No, Mrs. Mouse. They go to prison if they’re convicted. They go to jail if they’re arrested and awaiting trial, at which point they’re still innocent until proven guilty. Due process: ain’t it a bitch?
added: In Garis’ case, I’ve read, he actually was serving a short term in the local jail. Regardless, the same holding facility is also used for housing inmates awaiting trial, which means that generally speaking, this policy is not aimed only at convicts.
I lost my comment! Well, it was probably too long, anyway. Although an incarcerated person still has rights, they are now offset by the important state interest in safety, order, and sanitation/cleanliness in the jail. If this is an important interest, it does seem curious that there is no similar requirement in other prisons. The test is, if the agency can prove it’s interest, and if it requires hair to be short and clean of all those in the jail and not just targets those with important traditions related to hair, this is probably okay. However, as was pointed out above, the interest might not be as imporant if there are easy alternatives.
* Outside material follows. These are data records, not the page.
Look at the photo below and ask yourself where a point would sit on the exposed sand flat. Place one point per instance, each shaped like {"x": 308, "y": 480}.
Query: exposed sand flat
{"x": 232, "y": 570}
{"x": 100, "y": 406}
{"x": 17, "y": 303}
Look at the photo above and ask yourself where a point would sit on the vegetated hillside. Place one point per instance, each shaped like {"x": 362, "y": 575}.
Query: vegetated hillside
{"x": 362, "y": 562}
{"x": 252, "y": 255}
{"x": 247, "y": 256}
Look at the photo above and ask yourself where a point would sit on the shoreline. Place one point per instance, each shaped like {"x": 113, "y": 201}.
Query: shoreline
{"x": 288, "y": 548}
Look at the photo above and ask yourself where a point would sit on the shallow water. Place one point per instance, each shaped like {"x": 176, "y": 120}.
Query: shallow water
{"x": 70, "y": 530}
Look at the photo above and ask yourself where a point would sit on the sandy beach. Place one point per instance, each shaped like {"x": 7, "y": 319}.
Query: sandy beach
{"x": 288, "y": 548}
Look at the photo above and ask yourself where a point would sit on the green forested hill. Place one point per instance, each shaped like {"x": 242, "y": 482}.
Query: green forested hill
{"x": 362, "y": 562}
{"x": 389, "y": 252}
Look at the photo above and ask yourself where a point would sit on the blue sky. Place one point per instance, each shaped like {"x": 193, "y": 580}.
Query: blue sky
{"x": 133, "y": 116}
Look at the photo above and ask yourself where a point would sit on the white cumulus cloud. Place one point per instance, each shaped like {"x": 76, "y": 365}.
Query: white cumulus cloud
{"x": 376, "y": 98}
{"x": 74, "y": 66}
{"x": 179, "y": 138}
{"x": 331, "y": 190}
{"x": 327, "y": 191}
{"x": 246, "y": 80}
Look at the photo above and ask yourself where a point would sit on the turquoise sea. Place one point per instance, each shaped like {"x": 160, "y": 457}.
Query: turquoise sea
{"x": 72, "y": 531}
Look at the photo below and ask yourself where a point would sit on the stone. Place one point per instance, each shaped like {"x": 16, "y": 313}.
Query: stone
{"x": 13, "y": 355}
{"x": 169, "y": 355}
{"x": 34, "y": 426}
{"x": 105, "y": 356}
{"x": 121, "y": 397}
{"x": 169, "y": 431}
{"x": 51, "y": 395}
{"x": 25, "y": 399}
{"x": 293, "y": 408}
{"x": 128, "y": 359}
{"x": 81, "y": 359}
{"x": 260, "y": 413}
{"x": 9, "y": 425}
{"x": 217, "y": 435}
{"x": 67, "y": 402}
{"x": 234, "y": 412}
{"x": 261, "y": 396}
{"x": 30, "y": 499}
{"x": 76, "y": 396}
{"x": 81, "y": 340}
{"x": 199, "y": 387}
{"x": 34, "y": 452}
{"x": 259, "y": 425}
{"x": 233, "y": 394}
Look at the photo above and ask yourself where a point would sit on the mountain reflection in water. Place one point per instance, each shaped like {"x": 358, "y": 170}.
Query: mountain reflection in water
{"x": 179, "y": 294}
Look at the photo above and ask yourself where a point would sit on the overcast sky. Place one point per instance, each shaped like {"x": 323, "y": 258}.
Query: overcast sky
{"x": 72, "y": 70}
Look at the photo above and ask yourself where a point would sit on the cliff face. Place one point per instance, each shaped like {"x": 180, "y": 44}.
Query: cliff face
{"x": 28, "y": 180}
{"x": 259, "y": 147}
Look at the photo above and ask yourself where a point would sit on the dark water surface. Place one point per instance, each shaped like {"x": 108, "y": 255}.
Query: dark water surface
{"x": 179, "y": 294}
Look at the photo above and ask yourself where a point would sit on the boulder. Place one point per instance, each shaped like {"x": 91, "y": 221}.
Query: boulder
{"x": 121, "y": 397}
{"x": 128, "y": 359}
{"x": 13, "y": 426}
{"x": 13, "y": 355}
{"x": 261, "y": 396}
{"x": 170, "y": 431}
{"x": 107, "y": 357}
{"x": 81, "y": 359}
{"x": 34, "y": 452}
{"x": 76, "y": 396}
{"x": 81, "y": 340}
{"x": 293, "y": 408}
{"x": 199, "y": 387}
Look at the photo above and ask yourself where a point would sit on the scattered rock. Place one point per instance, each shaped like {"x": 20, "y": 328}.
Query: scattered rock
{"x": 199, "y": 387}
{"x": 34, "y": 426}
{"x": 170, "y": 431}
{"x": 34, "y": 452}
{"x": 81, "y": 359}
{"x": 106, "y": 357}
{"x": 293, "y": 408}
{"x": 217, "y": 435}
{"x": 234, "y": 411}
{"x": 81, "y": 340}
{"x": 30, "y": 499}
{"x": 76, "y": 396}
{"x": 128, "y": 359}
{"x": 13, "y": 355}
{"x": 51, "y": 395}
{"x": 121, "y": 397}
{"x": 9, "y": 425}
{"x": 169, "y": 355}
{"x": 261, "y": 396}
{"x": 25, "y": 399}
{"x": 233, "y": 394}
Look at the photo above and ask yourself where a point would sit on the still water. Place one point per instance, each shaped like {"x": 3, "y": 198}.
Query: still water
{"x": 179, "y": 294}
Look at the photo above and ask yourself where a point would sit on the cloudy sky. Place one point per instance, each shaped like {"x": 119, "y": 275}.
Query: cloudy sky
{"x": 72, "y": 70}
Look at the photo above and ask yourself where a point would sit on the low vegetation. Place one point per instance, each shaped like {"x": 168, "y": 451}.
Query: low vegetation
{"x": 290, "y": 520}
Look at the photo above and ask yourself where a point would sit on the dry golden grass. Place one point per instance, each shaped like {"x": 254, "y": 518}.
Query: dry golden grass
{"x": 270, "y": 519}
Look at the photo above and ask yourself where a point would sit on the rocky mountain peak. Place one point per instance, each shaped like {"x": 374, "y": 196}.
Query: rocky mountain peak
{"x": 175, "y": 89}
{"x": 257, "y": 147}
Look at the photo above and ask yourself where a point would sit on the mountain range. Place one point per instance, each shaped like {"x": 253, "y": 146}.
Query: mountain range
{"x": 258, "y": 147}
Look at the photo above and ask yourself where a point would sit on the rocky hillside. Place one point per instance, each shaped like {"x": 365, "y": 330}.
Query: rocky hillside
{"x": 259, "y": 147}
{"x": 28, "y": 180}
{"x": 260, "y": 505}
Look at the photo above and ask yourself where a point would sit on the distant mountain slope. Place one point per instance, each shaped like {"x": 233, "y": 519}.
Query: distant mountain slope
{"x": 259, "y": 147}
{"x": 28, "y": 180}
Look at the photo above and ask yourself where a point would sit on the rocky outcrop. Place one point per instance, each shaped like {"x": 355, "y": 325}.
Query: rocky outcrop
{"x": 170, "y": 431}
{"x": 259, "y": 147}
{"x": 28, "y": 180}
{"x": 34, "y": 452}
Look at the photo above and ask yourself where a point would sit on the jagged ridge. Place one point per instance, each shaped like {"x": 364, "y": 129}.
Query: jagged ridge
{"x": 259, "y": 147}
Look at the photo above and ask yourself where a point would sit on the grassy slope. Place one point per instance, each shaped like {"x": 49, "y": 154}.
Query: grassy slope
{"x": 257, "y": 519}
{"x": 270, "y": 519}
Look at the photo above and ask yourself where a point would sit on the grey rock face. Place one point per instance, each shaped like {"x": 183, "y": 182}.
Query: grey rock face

The inmate does not lose all rights by having been convicted and sentenced to jail. The inmate DOES lose some rights. The key question is whether the jail has a legitimate interest that is furthered by the restriction, and whether there is another way to further that interest that is compatible with the inmate’s religious preferences.
For example, a rule that prohibited an inmate from praying — without any justification — would violate his First Amendment rights. Let’s say the inmate is a Native American who belongs to the tribe that includes consumption of mescaline in its rites; that consumption of mescaline is permitted on the outside, but a jail or prison may forbid consumption of mescaline in a religious service for any of a number of reasons — security, not wanting to have to deal with an inmate who has a bad trip, etc.
There is another lawsuit going on right now that is sort of interesting — Leonard Peltier is a Sioux who is serving a life sentence for his part in the uprising at Wounded Knee in 1973 or so. He is complaining that he is not permitted to take part in a “sweat lodge” service that is integral to the practice of his religion. The prison complains that the “sweat lodge” takes many hours and involves collective activity with very little supervision on the part of inmates who have been convicted of serious and dangerous crimes (and who therefore pose security risks). So far, the prison is winning.
My guess on the hair is that he would lose a lawsuit, because the need to be able to search an inmate readily — particularly one with his history of drugs — is an important state interest.